К концу 1990-х Уильям Шойерман мог написать, что «призрак Карла Шмитта преследует политические и юридические дебаты не только в Европе, но и в современных Соединенных Штатах». Два десятилетия спустя призрак Шмитта преследует либеральную политику по всему западному миру, вдохновляя нелиберальных противников в мощном транснациональном движении «альт-правых» в Америке и Европе и информируя о подъеме волны авторитарных режимов по всему миру. Политические взгляды Шмитта полностью дискредитированы, – пишет его последний биограф Рейнхард Меринг, но в авторитарных государствах, таких как Россия, его ренессанс приветствовался как «свидетельство кризиса в современной либеральной теории» и как вдохновение для новых форм авторитарной политики и права. Влияние Шмитта быстро распространилось и в Китае, как критика либерального мышления, так и – парадоксально – как вдохновение «для тех, кто стремится перейти от авторитарного государства к демократическому государству».
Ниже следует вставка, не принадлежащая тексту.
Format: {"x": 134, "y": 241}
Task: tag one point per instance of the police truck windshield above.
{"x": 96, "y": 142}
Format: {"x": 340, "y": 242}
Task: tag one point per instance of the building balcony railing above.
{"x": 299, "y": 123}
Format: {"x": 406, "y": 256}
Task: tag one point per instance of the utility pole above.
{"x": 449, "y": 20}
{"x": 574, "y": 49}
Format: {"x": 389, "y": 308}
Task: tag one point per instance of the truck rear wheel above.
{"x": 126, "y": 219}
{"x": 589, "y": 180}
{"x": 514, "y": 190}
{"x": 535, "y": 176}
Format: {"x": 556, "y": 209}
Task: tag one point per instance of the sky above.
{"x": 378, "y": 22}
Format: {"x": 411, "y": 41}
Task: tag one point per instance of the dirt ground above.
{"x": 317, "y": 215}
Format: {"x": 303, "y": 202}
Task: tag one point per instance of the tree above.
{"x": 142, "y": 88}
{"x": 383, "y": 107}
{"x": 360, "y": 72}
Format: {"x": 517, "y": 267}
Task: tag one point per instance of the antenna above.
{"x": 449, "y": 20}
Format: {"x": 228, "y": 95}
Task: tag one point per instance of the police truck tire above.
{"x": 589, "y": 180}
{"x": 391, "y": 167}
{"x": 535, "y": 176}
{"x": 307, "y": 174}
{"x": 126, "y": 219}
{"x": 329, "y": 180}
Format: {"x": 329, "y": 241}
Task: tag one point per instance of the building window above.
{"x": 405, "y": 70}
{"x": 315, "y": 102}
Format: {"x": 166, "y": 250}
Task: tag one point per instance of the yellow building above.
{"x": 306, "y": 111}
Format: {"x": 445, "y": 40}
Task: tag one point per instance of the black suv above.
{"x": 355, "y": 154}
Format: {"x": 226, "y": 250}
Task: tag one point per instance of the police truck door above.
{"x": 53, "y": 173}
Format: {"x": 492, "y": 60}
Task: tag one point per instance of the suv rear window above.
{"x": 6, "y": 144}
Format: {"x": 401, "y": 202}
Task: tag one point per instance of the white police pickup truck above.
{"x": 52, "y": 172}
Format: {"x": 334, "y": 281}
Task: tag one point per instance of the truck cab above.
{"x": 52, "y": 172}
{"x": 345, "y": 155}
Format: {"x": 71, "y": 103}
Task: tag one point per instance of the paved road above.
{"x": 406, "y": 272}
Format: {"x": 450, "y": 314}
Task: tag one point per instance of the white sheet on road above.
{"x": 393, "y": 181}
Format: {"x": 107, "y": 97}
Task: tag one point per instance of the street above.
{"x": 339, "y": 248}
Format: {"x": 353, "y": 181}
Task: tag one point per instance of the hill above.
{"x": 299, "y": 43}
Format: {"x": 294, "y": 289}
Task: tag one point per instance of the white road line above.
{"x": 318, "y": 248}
В главе 2 я отмечаю замечательное влияние Шмитта на консервативное политическое мышление в постсоветской России. После короткого флирта с либеральными идеями в конце 1980-х и начале 1990-х годов политические дебаты в России происходили в основном между более господствующими и более радикальными течениями консервативной мысли. Шмитт был важным интеллектуальным источником радикально-консервативного мышления; его апокалиптический стиль и бинарный подход к политике, казалось, идеально подходили для экзистенциального кризиса, с которым Россия столкнулась в конце 1990-х годов. Тем не менее, Шмиттовское мышление вышло далеко за рамки узкого круга последователей правого крыла и сформировало мировоззрение, которое стало влиятельным для большей части российского политического класса. Это не утверждение о каких-либо прямых идеологических влияниях. Попытки идентифицировать «философа Путина», приводя выборочные цитаты из таких мыслителей, как Иван Ильин, обычно вводят в заблуждение. Скорее, в книге излагается консервативная парадигма Шмитта, способ мышления, который определенным образом определяет определенные концепции, имеющие глубокие последствия для политических событий в современной России.
Все парадигмы отдают приоритет одним элементам политического мышления над другими. Для Шмитта это концепция суверенитета, понимаемая не в юридических терминах, а как способность принимать решения, свободные от ограничений либеральных идей верховенства права или международных норм и соглашений. В главе 3 я исследую, как это понятие «суверенитета как свободы» – свобода объявлять исключение – стало движущей силой российской внутренней и внешней политики при Путине. С самого начала своего президентства Путин отдавал приоритет возвращению в Кремль суверенного процесса принятия решений в качестве основы для восстановления политического порядка, возвращения власти регионам, политическим партиям и гражданскому обществу, олигархам и международным акторам. И все же правило через исключение – готовность нарушать правила – бросало вызов самому порядку, к которому стремились власти.